I have been watching SKAM, a Norwegian drama starring a bunch of teenagers that I am not the target market for. But I am sort of obsessed. I have watched the entire series once, and I am starting my third viewing of season 3, which is my favorite.
In season three the main character (Isak) comes to the realization that he is gay (but not "gay" gay, he explains to his friends). He turns out to be more homophobic than any of his high school buddies or his family (including his very religiously conservative mother).
"It's 2016 man, get out of the closet..."
I enjoy a good coming-out, coming of age story as much as the next liberal snowflake... But the main conflict in the story actually comes from Isak having to deal with the fact that his love interest (Even) has bipolar disorder.
This is probably (okay pretty much certainly) what fuels my obsession with season 3. There is a main character, a likeable character, the main love-interest of the main character who is living with a major mental illness. My major mental illness.
Representation is important.
Because Even is played as a person, not a caricature... a person who lives with bipolar disorder and yet has devoted friends and an active social life and holds a job and who finds love in a committed relationship.
And at no time does it feel like this character is meant to represent ALL people with bipolar or ALL gay teens.
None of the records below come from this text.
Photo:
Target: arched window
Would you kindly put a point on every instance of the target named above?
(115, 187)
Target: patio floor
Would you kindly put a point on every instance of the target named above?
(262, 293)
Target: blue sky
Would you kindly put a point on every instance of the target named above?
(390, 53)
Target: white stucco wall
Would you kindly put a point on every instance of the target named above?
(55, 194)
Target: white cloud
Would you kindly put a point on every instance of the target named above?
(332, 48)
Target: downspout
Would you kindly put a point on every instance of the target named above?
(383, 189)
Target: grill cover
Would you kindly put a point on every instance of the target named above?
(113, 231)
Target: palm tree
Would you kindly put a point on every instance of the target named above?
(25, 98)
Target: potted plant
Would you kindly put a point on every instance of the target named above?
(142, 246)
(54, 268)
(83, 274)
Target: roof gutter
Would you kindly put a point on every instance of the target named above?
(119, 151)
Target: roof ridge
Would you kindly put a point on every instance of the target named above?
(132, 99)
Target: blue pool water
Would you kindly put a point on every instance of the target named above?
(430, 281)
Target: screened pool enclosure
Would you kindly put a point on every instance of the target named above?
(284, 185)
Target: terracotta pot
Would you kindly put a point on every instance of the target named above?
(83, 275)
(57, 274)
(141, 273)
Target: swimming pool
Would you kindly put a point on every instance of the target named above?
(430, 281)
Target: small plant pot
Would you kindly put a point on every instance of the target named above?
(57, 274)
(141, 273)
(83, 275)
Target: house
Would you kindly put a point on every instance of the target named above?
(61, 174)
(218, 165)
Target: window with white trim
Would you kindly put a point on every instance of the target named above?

It feels real. It feels like Even is one particular person. With one particular set of circumstances.
I thought of this when my students were viewing a pre-packaged powerpoint in which 99.99% of the images showing what it meant to be "prepared for a job interview" were white.
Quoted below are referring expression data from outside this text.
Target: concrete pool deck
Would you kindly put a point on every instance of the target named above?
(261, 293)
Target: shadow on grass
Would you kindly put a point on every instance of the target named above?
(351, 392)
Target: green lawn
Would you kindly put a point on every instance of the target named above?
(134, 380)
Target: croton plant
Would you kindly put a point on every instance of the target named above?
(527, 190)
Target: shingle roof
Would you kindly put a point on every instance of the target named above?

And the other .01% was a picture of Lucy Liu intended to show what sort of make-up one ought to wear.
Blah. The question on one slide was "Which one is more prepared for the interview?" My answer, "Ooh, I know! The white guy!" Because the picture featured two generic white guys in button-down shirts: Mr. Whiteguy With Belt and Mr. Whiteguy Without Belt.
I am not going to make an awesome Norwegian TV drama. I am not going to become the first female conductor of the MN orchestra who is living with bipolar disorder.
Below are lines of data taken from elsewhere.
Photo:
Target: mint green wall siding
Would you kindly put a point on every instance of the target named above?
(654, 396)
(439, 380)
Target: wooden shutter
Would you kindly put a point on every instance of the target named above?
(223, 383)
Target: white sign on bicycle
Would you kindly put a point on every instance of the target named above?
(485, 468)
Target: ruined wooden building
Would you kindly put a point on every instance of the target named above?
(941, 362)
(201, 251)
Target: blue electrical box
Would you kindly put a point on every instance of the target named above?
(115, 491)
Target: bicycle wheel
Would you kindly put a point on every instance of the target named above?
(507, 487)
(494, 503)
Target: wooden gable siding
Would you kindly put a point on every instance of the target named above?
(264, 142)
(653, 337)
But I can think about presenting real faces in the small things that I do prepare. What images do my students see when I am teaching science? Is every picture of a "scientist" an old, possibly long-dead, white guy?
And it is not silly and stupid and PC to try to find alternate images that include women and people living with obvious disabilities and minorities. It is important.
You need to be able to see yourself in the world or you begin to question whether or not there is a place in it for you.
Grateful Crap: Seeing myself on the small screen in bits of characters here and there. Who knew I would identify so strongly with a gay Norwegian teenager.